Uma mamãe urubu aproveitou as férias dos moradores do terceiro andar de um edifício no bairro Sétimo Céu, zona sul de Porto Alegre, para transformar a floreira do apartamento em ninho, colocar dois ovos e começar a chocá-los. O endereço foi bem escolhido: tem telhado que abriga a família da chuva e vista privilegiada para o Guaíba. Os urubus gostam de locais altos para fazer seus ninhos, e, no ambiente urbano, as floreiras dos prédios estão entre seus destinos favoritos.
Quando a psiquiatra Ana Cristina Tietzmann voltou de viagem, no início de agosto, foi surpreendida pelos novos hóspedes. Por morar perto do Parque Natural Morro do Osso, ela relata estar acostumada a conviver com os pássaros e que já tinha visto urubus pousando no telhado. Para que não fizessem ninhos, no entanto, costumava tentar afugentá-los. Mas, dessa vez, não teve como evitar. Decidiu, então, abraçar a ideia de ter, pelos próximos meses, uma família de urubus morando pertinho da sacada.
— Apelidei a mãe, uma urubu-de-cabeça-preta, de Dona Cora, uma homenagem ao nome científico da espécie, Coragyps atratus — afirma Ana.
Os ovos, um pouco maiores do que um ovo de galinha, apareceram quebrados em 11 de setembro, mas a mãe, zelosa, não deixava ver os recém-nascidos.
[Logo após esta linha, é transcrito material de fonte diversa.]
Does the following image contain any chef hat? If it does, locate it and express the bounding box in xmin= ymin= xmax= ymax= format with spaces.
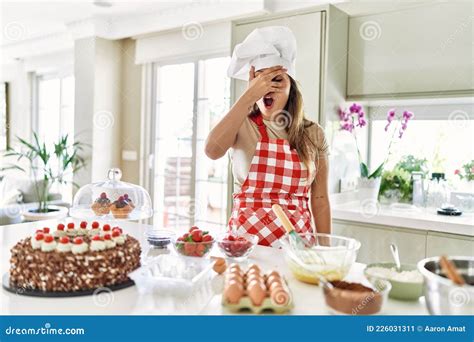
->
xmin=227 ymin=26 xmax=297 ymax=80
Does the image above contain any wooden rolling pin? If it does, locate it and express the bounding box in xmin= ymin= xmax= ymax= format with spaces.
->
xmin=440 ymin=255 xmax=465 ymax=285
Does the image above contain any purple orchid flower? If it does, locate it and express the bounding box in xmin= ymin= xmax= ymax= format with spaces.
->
xmin=349 ymin=103 xmax=362 ymax=114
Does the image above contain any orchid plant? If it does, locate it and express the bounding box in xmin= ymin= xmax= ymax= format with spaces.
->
xmin=339 ymin=103 xmax=414 ymax=179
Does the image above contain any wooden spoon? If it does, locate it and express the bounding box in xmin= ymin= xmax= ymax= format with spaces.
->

Dois dias depois, os filhotes se mostraram pela primeira vez, pequenos e com uma plumagem branquinha. Quase um mês após do nascimento, a dupla já está bem maior, mas ainda precisará de pelo menos mais um mês para aprender a voar e deixar o ninho. Para não interferir no desenvolvimento dos animais, a única interação que a psiquiatra tem com a família são as conversas na sacada, coisa que já rendeu até comentários no estilo "não acredito que tu estás, de novo, falando com urubus", do marido.
— Agora eu sei tudo de urubus. No início, morria de vontade de dar um bifinho, um guisadinho, mas pesquisei e vi que não deveria, pois os filhotes iriam se acostumar a ter comida fácil, à disposição, e isso ia prejudicá-los — afirma Ana.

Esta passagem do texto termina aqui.